ArrayInterface is an abstract class defining the interface for arrays stored on the device. OpenCLArray and CudaArray are both subclasses of it. To simplify code that creates and uses arrays, there is also a third subclass called ComputeArray. It acts as a wrapper around an OpenCLArray or CudaArray, automatically creating an array of the appropriate type for the current platform. In practice, just follow these rules:

  1. Whenever you need to create an array, make it a ComputeArray.

  2. Whenever you write a function that expects an array to be passed to it, declare the type to be ArrayInterface.

If you do these two things, all differences between platforms will be handled automatically.

OpenCL and CUDA have quite different APIs for compiling and invoking kernels. To hide these differences, OpenMM provides a set of abstract classes. To compile device code, pass the source code to compileProgram() on the ComputeContext. This returns a ComputeProgram. You can then call its createKernel() method to get a ComputeKernel object, which has methods for setting arguments and invoking the kernel.

Sometimes you need to refer to vector types in host code, such as to set the value for a kernel argument or to access the elements of an array. OpenCL and CUDA both define types for them, but they have different names, and in any case you want to avoid using OpenCL-specific or CUDA-specific types in common code. OpenMM therefore defines types for vectors in host code. They have the same names as the corresponding types in device code, only with the prefix mm_, for example mm_int2 and mm_float4.

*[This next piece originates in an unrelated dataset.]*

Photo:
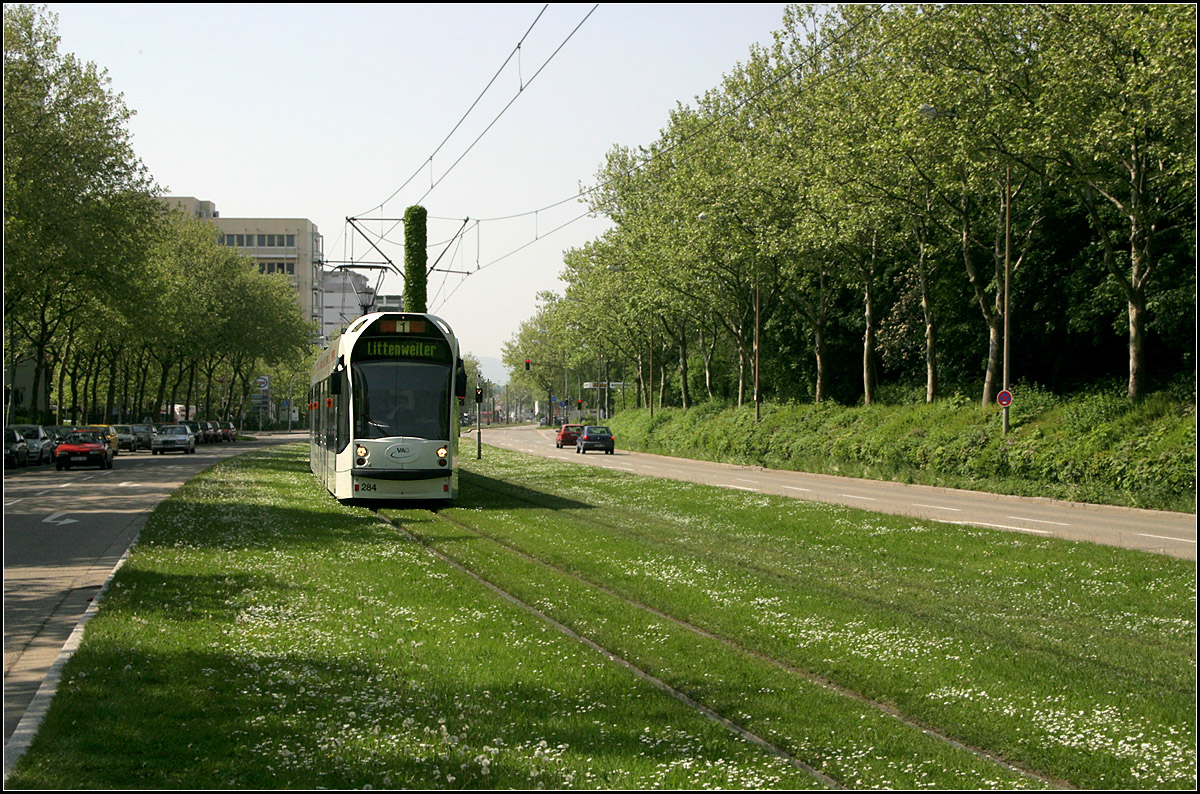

Three component vectors need special care in this context, because the platforms define them differently. In OpenCL, a three component vector is essentially a four component vector whose last component is ignored. For example, sizeof(float3) is 12 in CUDA but 16 in OpenCL. Within a kernel this distinction can usually be ignored, but when communicating between host and device it becomes vitally important. It is generally best to avoid storing three component vectors in arrays or passing them as arguments. There are no mm_ host types defined for three component vectors, because CUDA and OpenCL would require them to be defined in different ways.